Knowledge of the three‐dimensional structures of glycans and glycoproteins is useful for a full understanding of molecular processes in which glycans are involved, such as antigen‐recognition and virus infection, to name a few. Among the ubiquitous nuclei in glycan molecules, the 13 C nucleus is an attractive candidate for computation of theoretical chemical shifts at the quantum chemical level of theory to validate and determine glycan structures. For this purpose, it is important to determine, first, which carbons can be used as probes to sense conformational changes and, second, all factors that affect the computation of the shielding, at the density functional theory (DFT) level of theory, of those carbons.

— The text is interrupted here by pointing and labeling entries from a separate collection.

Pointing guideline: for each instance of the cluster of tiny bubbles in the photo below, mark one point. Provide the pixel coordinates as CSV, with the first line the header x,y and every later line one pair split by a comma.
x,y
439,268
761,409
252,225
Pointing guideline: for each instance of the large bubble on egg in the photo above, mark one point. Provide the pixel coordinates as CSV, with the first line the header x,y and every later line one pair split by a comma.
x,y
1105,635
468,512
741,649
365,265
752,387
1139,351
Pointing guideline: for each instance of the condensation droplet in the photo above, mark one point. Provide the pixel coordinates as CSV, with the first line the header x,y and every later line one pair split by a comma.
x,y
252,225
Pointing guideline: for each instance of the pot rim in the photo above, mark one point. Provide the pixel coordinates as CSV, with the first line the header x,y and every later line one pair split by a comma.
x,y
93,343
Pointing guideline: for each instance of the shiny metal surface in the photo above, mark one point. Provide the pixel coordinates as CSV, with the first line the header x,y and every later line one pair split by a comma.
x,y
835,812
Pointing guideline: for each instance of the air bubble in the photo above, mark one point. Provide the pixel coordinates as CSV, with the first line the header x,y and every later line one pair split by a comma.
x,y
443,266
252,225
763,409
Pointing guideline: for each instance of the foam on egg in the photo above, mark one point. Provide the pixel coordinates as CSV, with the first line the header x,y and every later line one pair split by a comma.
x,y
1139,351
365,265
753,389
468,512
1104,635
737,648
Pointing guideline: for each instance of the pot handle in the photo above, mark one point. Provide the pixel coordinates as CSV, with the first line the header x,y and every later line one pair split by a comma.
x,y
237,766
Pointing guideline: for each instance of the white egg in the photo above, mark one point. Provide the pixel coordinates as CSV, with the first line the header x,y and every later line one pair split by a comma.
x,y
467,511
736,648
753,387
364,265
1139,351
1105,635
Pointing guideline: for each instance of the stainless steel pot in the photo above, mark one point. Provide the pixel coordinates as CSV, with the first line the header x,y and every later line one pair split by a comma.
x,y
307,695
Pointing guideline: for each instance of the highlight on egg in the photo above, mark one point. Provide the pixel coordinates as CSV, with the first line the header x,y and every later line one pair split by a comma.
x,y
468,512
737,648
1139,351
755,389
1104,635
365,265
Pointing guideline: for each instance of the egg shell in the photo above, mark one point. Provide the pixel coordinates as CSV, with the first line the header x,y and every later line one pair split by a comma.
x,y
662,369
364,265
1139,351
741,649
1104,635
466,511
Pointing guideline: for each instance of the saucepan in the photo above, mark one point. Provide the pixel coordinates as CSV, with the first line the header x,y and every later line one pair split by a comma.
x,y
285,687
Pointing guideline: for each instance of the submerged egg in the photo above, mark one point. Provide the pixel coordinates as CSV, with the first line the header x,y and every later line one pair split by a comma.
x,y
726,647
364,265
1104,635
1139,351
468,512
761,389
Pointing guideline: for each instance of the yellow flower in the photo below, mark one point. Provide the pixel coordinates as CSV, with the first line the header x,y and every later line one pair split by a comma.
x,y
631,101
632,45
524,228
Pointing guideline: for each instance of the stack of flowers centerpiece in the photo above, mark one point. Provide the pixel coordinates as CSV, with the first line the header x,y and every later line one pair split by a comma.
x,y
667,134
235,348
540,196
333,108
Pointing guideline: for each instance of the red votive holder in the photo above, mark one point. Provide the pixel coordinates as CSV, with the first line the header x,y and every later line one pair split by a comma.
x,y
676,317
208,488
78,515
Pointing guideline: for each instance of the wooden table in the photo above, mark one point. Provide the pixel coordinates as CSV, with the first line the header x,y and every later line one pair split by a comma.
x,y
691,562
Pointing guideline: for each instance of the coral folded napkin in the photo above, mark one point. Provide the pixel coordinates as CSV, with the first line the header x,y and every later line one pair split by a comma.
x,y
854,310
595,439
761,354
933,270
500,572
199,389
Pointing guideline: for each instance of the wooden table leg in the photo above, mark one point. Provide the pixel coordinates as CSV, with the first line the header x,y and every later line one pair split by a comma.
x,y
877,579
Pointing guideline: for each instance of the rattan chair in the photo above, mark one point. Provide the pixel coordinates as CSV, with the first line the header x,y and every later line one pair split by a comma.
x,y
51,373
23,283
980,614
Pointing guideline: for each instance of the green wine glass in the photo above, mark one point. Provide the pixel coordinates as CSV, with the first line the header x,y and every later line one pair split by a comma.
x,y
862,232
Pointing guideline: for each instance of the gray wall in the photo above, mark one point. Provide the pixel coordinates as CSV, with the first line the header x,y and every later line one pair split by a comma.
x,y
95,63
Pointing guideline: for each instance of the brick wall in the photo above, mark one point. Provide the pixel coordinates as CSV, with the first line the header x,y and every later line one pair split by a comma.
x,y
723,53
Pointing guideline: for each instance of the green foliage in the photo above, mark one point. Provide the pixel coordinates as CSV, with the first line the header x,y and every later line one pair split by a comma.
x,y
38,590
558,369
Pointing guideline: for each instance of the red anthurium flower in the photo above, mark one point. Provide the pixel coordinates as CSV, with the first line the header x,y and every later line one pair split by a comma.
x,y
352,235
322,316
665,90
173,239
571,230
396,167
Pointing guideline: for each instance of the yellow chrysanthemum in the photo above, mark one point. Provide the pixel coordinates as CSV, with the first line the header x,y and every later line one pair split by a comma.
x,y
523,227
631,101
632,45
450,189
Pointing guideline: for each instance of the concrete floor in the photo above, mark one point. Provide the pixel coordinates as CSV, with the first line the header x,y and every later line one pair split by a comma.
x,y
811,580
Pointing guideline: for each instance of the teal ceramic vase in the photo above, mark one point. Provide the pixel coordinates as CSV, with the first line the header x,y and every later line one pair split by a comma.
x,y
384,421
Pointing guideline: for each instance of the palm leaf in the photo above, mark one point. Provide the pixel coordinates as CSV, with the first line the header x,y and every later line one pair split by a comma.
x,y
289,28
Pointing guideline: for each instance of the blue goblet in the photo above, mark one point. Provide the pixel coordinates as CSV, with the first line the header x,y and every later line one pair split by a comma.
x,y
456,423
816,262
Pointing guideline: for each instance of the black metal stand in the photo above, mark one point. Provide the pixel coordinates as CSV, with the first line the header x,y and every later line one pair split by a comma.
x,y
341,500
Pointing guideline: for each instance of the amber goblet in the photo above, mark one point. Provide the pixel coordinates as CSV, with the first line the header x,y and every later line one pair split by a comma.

To answer such questions, we performed a series of analyses on low‐energy conformations, obtained by sampling the glycosidic torsional angles ( ϕ , ψ ) every 10°, of 12 disaccharides. Our results provide evidence that: (i) the carbons that participate in the glycosidic linkage are the most sensitive probes with which to sense conformational changes of disaccharides; (ii) the rotation of the hydroxyl groups closest to the glycosidic linkage significantly affects the computation of the shieldings of the carbons that participate in the glycosidic linkage; (iii) it is not possible to obtain the shieldings of one disaccharide from the computed values of a different disaccharide or from those disaccharides that differ in the anomeric state; and (iv) a proper basis set distribution, a functional, and a step size, with which to sample the conformational space, are necessary to compute shieldings accurately and rapidly. © 2014 Wiley Periodicals, Inc.